Less easy to assess is the extent to which traditional views on delivering impact were a barrier to implementing this action research. If research impact is considered an add-on activity to be executed after completing the research, as is still the dominant view, then there would be no need to engage with stakeholders in intermediary steps. Equally, if scientific results are considered useful for policy contexts without a need for translation, then there would be no need to engage with stakeholders during the research process. In my discussions about impact activities, I did find such tensions between scientific criteria and dissemination or stakeholder requirements. For example, the questions to stakeholders in defining choice preferences for a low carbon pathway planner was to such an extent restricted by the experimental design criteria set by micro-economics standards that I felt it would not reflect their true opinions.

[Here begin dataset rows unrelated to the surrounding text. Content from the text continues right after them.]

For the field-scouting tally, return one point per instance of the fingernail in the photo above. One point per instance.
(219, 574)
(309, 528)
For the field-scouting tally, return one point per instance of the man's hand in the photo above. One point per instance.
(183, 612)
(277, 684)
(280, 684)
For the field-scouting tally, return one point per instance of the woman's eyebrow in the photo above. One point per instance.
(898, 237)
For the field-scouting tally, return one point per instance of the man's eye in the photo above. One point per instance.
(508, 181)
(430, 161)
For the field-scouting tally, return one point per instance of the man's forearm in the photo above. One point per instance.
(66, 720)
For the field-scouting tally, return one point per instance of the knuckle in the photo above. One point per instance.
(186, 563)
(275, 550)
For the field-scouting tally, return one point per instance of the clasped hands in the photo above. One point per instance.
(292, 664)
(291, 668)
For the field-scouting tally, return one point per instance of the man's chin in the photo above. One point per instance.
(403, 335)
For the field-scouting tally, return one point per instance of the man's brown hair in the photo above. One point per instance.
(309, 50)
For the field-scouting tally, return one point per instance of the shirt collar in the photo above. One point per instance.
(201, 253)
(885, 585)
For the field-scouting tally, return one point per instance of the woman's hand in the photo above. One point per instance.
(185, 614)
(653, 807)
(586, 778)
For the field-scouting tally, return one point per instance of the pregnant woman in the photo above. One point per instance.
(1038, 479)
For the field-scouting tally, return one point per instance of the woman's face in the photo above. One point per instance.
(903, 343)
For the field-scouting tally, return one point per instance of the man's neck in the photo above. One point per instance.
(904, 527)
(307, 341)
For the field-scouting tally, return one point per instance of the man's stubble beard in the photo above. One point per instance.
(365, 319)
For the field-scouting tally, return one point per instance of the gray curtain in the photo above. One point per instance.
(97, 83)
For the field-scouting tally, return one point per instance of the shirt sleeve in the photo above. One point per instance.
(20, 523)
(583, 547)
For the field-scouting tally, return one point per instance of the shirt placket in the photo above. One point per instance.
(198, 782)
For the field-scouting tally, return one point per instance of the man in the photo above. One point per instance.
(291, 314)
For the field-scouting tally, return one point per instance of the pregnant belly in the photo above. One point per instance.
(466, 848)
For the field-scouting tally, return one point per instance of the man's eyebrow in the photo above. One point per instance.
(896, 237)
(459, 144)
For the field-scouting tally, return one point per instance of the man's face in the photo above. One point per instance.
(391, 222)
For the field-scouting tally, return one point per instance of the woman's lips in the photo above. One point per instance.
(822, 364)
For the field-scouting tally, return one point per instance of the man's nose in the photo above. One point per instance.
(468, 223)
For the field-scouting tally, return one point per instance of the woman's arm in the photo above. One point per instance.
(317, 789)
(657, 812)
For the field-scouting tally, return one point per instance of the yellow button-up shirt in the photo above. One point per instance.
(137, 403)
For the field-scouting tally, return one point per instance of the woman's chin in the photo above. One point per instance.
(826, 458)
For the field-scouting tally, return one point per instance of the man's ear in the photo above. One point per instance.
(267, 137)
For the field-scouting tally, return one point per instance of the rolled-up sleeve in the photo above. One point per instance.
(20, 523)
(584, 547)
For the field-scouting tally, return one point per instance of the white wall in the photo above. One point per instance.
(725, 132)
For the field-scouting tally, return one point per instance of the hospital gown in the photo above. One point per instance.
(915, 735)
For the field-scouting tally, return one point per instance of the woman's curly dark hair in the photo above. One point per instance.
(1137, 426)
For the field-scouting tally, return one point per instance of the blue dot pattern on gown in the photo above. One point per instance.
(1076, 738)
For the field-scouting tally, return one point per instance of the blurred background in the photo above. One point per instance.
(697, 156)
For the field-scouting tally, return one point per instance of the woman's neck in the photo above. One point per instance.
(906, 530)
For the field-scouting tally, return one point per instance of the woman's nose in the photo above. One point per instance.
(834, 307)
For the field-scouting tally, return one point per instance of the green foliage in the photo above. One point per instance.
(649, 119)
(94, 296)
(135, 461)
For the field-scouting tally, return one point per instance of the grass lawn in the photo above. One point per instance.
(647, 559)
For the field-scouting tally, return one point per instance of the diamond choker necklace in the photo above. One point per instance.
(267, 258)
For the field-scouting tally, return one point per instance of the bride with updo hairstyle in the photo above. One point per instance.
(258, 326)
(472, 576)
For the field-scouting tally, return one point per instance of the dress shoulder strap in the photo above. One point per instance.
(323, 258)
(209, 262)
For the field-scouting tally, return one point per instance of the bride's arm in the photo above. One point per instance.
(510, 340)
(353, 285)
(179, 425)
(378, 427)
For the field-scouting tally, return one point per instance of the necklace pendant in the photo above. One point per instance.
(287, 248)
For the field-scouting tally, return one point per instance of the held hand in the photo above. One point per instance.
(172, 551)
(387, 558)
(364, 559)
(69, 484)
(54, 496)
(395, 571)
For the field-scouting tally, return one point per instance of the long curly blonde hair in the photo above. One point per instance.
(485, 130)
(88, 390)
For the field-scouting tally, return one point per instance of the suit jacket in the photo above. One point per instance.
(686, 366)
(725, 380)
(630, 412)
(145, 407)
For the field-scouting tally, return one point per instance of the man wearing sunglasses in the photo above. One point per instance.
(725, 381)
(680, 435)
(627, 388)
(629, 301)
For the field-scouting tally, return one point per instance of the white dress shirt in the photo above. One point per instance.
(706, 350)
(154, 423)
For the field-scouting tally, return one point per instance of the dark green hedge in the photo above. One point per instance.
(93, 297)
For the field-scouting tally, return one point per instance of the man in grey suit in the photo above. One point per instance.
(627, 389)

Since it was not possible to implement fully the learning cycle explained above to study micro-processes of research impact, I decided to spend the remainder of my time focussing on macro-aspects of research impacts: stakeholder engagement, science-policy arrangements and interactions, research use in policy. This research made best use of emerging opportunities for collaboration and built onto my existing expertise, as evidenced by previously published papers. I was able to use these possibilities because ERIMACC provided the funding for conference attendance, study visits and meetings, and the employment of research assistants. Maintaining and expanding this network has proven crucial for finding employment post-ERIMACC.